A federal court in Washington, D.C., heard arguments from three nonprofit groups that were granted $20 billion from the Greenhouse Gas Reduction Fund: the Climate United Fund, Coalition for Green Capital, and Power Forward Communities.

The EPA “has a right to manage its own grants, of course, but they must do so within the means and balance of the law,” the plaintiffs’ attorney said.

The plaintiffs argued that the EPA’s efforts to terminate the funding violate a number of statutes, including the Inflation Reduction Act, the 2022 law passed by Democrats and signed by President Joe Biden that provided hundreds of billions of dollars in clean energy subsidies, including for the Greenhouse Gas Reduction Fund.

EPA Administrator Lee Zeldin has claimed the previous administration had improperly distributed the Greenhouse Gas Reduction Fund by routing the money through Citibank to avoid oversight.

Zeldin has called the funds “gold bars,” referencing an undercover video filmed last year in which a former EPA employee said the Biden administration was trying to distribute the promised funds before the new administration. 

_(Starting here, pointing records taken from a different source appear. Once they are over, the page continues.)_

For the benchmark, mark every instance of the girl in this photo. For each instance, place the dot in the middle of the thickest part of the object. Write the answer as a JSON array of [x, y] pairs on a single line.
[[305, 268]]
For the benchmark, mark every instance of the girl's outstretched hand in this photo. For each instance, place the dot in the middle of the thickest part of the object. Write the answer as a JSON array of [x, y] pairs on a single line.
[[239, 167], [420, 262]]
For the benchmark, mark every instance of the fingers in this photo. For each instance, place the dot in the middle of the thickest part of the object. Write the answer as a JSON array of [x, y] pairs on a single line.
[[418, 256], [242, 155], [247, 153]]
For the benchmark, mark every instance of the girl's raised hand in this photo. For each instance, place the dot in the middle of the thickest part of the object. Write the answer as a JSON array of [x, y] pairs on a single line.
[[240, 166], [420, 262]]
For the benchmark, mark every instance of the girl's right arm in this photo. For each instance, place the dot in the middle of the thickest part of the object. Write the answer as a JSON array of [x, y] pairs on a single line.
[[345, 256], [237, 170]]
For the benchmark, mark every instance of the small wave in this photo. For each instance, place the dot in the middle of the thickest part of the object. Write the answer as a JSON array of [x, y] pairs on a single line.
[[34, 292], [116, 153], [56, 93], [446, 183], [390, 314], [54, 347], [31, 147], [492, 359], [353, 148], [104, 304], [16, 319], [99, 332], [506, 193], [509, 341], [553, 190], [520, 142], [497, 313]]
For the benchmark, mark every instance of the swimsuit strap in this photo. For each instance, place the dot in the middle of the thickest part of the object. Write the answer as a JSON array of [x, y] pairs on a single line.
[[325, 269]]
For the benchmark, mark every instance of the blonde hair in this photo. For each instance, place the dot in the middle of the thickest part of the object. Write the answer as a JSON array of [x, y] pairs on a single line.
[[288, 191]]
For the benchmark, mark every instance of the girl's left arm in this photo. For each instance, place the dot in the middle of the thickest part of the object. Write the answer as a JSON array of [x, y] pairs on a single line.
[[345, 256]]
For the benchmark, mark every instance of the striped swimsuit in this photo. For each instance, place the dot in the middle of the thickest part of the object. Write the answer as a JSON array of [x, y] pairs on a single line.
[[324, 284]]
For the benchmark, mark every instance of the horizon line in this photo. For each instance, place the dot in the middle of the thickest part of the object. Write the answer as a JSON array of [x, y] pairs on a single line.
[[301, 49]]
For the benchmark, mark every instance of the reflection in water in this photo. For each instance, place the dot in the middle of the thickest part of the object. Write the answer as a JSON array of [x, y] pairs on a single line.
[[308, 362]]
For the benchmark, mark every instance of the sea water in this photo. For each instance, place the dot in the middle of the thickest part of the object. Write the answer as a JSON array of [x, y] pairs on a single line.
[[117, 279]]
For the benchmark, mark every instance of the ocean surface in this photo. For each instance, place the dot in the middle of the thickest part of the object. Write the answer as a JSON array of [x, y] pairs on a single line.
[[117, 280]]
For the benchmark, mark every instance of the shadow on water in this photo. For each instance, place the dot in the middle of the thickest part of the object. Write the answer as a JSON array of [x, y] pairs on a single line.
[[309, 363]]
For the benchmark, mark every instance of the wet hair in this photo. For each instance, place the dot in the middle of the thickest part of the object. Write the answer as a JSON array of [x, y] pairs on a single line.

“It truly feels like we’re on the Titanic, and we’re throwing like gold bars off the edge,” the former employee says in the video.

District Judge Tanya Chutkan in Washington, D.C., last month temporarily blocked the EPA from terminating the funds, saying that the agency did not provide sufficient evidence to back claims that the grants were mismanaged and fraudulent. 

In the hearing on Wednesday, the government did not provide any new evidence to back its claims of fraud and mismanagement. 

The Department of Justice lawyer representing the EPA, Marcus Sacks, argued that the original grant agreement stated that the agency could terminate the grants for agency priority. Chutkan questioned whether Sacks was abandoning the claims that there was waste, fraud, and abuse, as cited in the EPA’s termination letter.

The termination letter addresses “the idea of lack of account controls, a need for better regulation and control over the money at issue here and agency priorities – all of that is a part of the basis for termination,” Sacks said. 

In addition, the plaintiffs’ lawyers warned that the organizations could go out of business if the funding remains delayed. The plaintiffs added that, without the granted money, the groups will not be able to fund projects, which include those consistent with the Inflation Reduction Act.

The program was given a total of $27 billion to help fund climate projects in low-income communities. The three nonprofit groups suing the EPA and Citibank to release the funds were granted $14 billion under the program’s National Clean Investment Fund. 

The other $6 billion went to five other organizations under the Clean Communities Investment Accelerator.

The third fund in the program is the Solar for All program, which remains untouched by the EPA.